Mike Spector of The Wall Street Journal has a great cover story in today's edition detailing the winners and losers from the government-led reorganization of General Motors and the broader auto industry last year - identifying some of the biggest fat cats as winners and the saddest victims as losers.
In rescuing the car makers, the U.S. government prevented a potential meltdown of the auto industry and further shocks to the economy. But in the process, it created a wide universe of relative winners and losers. The U.S. Treasury received large ownerships stakes in the restructured auto makers, as did union retiree trusts. Chrysler's banks got some, not all, of their loans repaid in cash, and GM's lenders were fully repaid. On the other side, thousands of dealers, asbestos victims and other creditors received little to no recompense.
Among the creditors who suffered most, car-accident victims represent a distinct mold. Unlike banks and bondholders, this group didn't choose to extend credit to the auto makers. As consumers, they became creditors only after suffering injuries in vehicles they purchased.
So the bailout was very good to the fat cat bankers and left accident victims without their payments?
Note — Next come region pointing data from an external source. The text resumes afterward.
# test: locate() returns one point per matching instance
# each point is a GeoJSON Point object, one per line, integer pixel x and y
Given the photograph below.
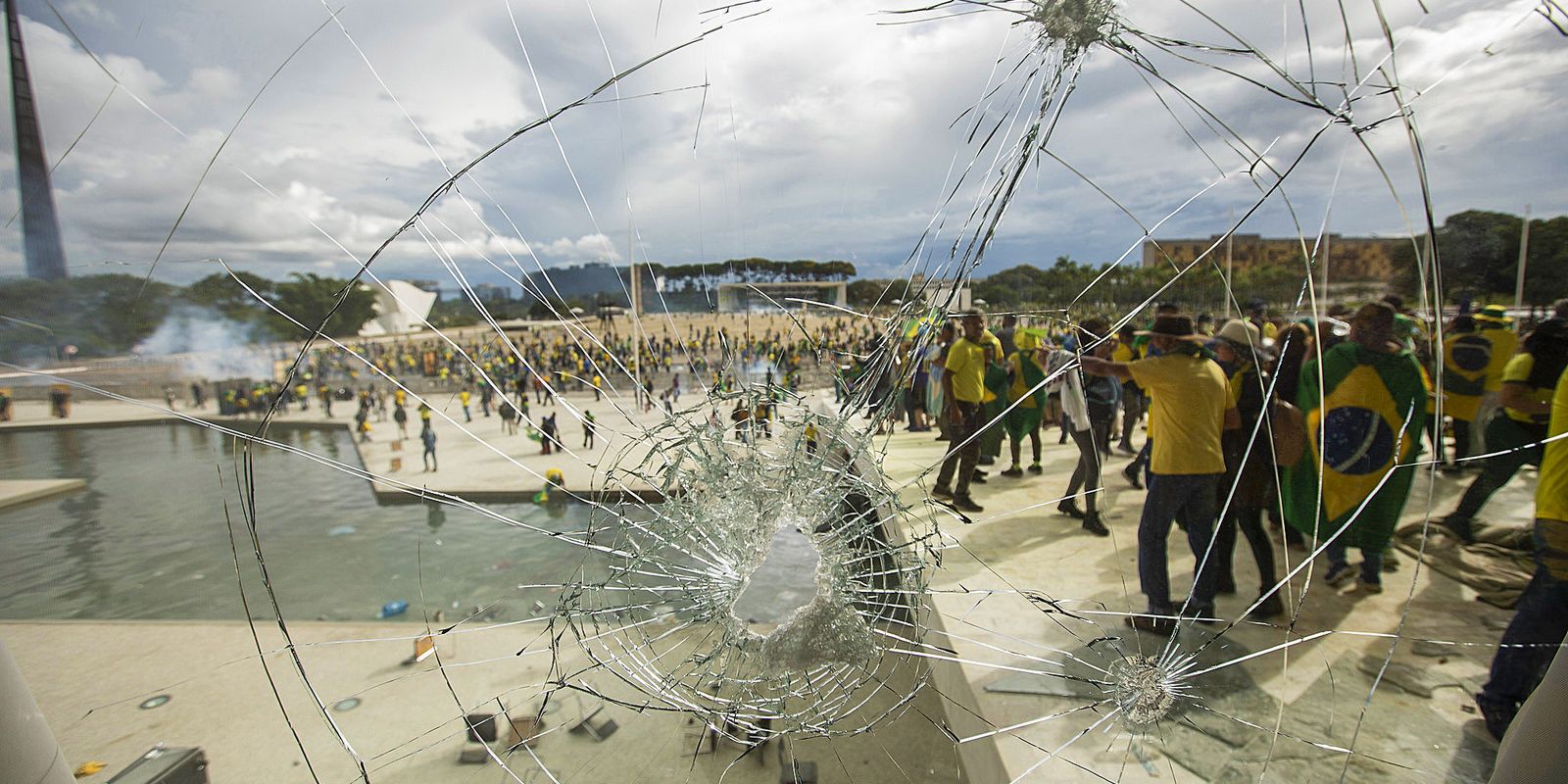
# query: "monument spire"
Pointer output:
{"type": "Point", "coordinates": [39, 224]}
We needed Federal oversight to make sure the bankers were saved and the little guys got screwed?
The reason I'm highlighting this story is again because all of this information has been in filings since the reorganization - the story, explosive and counter-intuitive - was out there for any reporter covering the company to notice and follow-up on.
Spector, who isn't even a full-time auto reporter - was the one who noticed and deserves recognition for surfacing this story.